Shropshire Star

Bangers a smash: Posh sausages drive demand for Shropshire producers

Posh sausages are helping a comeback for the humble British banger – and Shropshire is at the heart of the revival.

Published
Lee Evans, Kay Badley and Arran Pearson from G.N Badley & Sons have seen a huge rise in demand for specialised sausages

Britain is no longer willing to put up with a humble sausage. Now, customers demand oak-smoked pork, pork and apple, beef and bone marrow and Toulouse varieties.

The public is becoming increasingly discerning as it looks for coarse ground meat that is deliciously succulent and big on flavour.

And the new desire for better sausages has seen a big rise in sales.

New research shows that as a nation we’re buying an extra 4.4 million packs per year – munching our way through an astonishing 1.3 billion bangers in just 12 months.

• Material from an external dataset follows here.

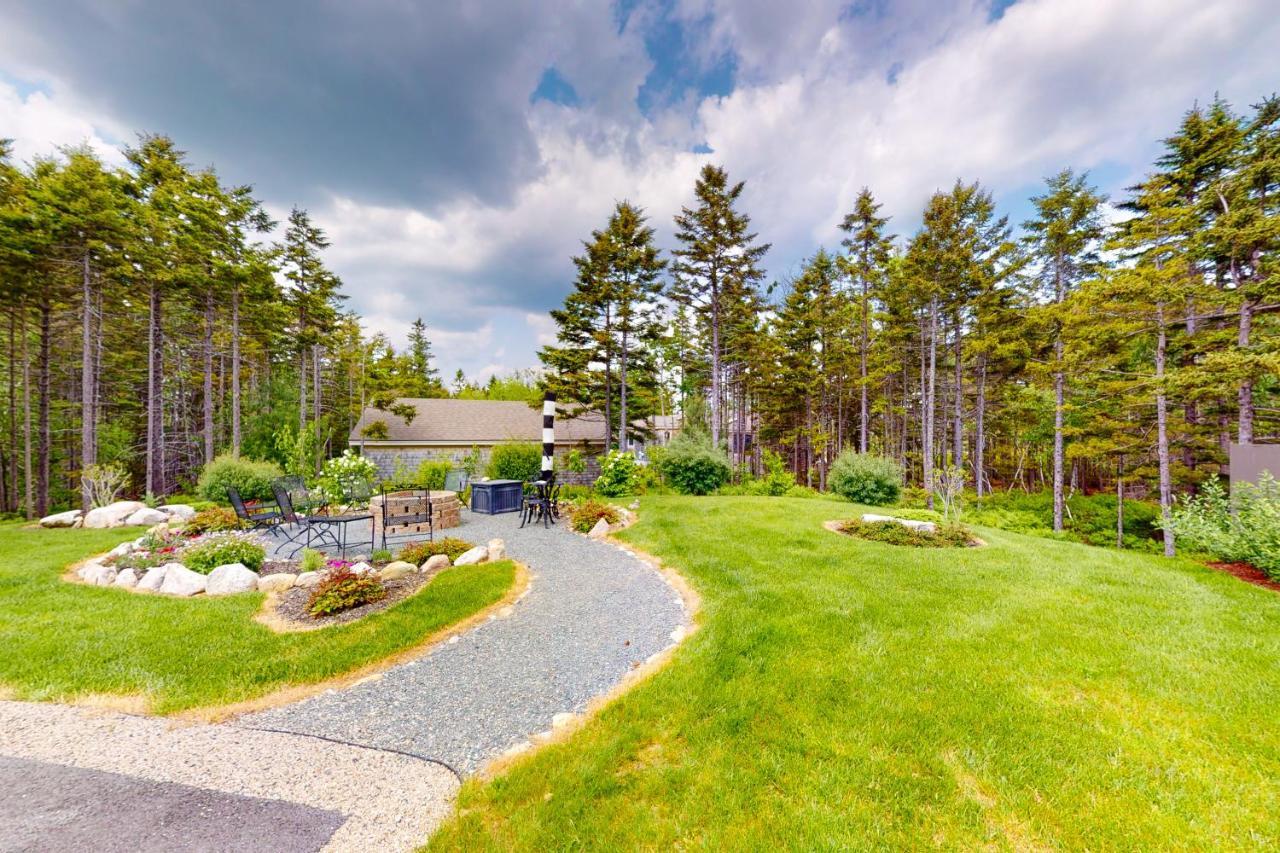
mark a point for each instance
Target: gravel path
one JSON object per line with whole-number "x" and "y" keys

In Shropshire, sausages are so popular that the county even has its own sausage and cider festival, which takes place at The Buttermarket, in Shrewsbury, each July.

Event organiser Beth Heath, of Shropshire Festivals, said: “Sausages have been big business in Shropshire for many years. The late Graeme Kidd, the former Ludlow mayor, was at the forefront two decades ago when he started sending Ludlow sausages by mail order to customers all over the UK.

Beth Heath

“But things have really taken off in recent years and that’s why we started the sausage and cider festival.”

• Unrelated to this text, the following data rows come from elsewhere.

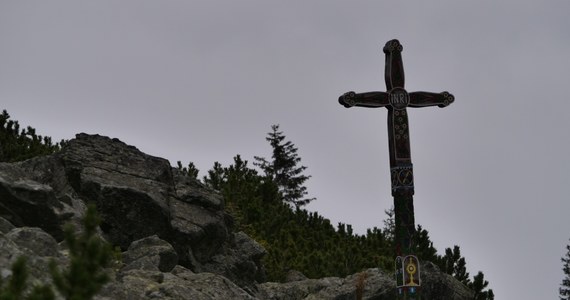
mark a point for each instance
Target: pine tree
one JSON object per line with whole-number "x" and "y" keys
{"x": 564, "y": 290}
{"x": 454, "y": 264}
{"x": 284, "y": 169}
{"x": 478, "y": 285}
{"x": 89, "y": 256}
{"x": 190, "y": 171}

Shropshire’s celebration of sausages features a range of varieties from different butchers. Customers are able to enjoy them along with glasses of cider at Shrewsbury’s Buttermarket.

Mrs Heath added: “We are so lucky in Shropshire to be surrounded by awesome producers of the finest pork and the best sausages, so we thought why not create a festival to celebrate it?

“We threw in some of the country’s top cider producers showing off their greatest creations and created the perfect combination for a sizzling summer day. We even gave our visitors the chance to try a bit of sausage linking on site.”

It’s not just in Shropshire that sausages are becoming increasingly popular.

There are numerous upmarket brands, like Heck and Ginger Pig, while Waitrose, Asda, Tesco and other supermarkets have developed luxury varieties like venison and pork sausages with port, thyme and citrus.

Sales soar for family butcher

Butchers across Shropshire are riding the national trend of increased sausage sales in what is fast becoming considered a must-have as part of gourmet cuisine.

Telford butcher, G N Badley & Sons, is just one of the places that has seen sales of sausages soar.

It has seen a steady increase of sausage sales by five per cent a year.

The family-run business is now making 260lbs of plain pork sausage every week for sale at its shop in Gibbons Road, Trench. A further 20lbs of meat is used for specialised flavoured sausages.

Kay Badley, director of the butchers, said: “Some meats are always coming in and out of fashion, but this is not the case with the great British sausage. They’re a staple of the British household diet and seem to be now more than ever.

“This year in particular, with the hot summer weather encouraging more of us than ever to fire up the barbecue, business has been particularly brisk, and demand for more and more gourmet flavoured sausage continues to grow.”

With the rise in popularity of specialised sausages, it is now selling two different flavoured gourmet sausage recipes each week.

The most popular choices, Kay says, are sage and red onion, and a hot Spanish blend. Other top sellers include cracked black pepper, the Cumberland sausage, old English and a spicy chilli recipe.

All their meat is sourced from farmers around Shropshire and Staffordshire.

“A proper butchers can tell you exactly where their meat has originated from, because they probably unloaded the lorry carrying it themselves,” added Mrs Badley. “We know how every single muscle on an animal works and how best to prepare it for sale. We use only the best cuts of trimmed belly pork.”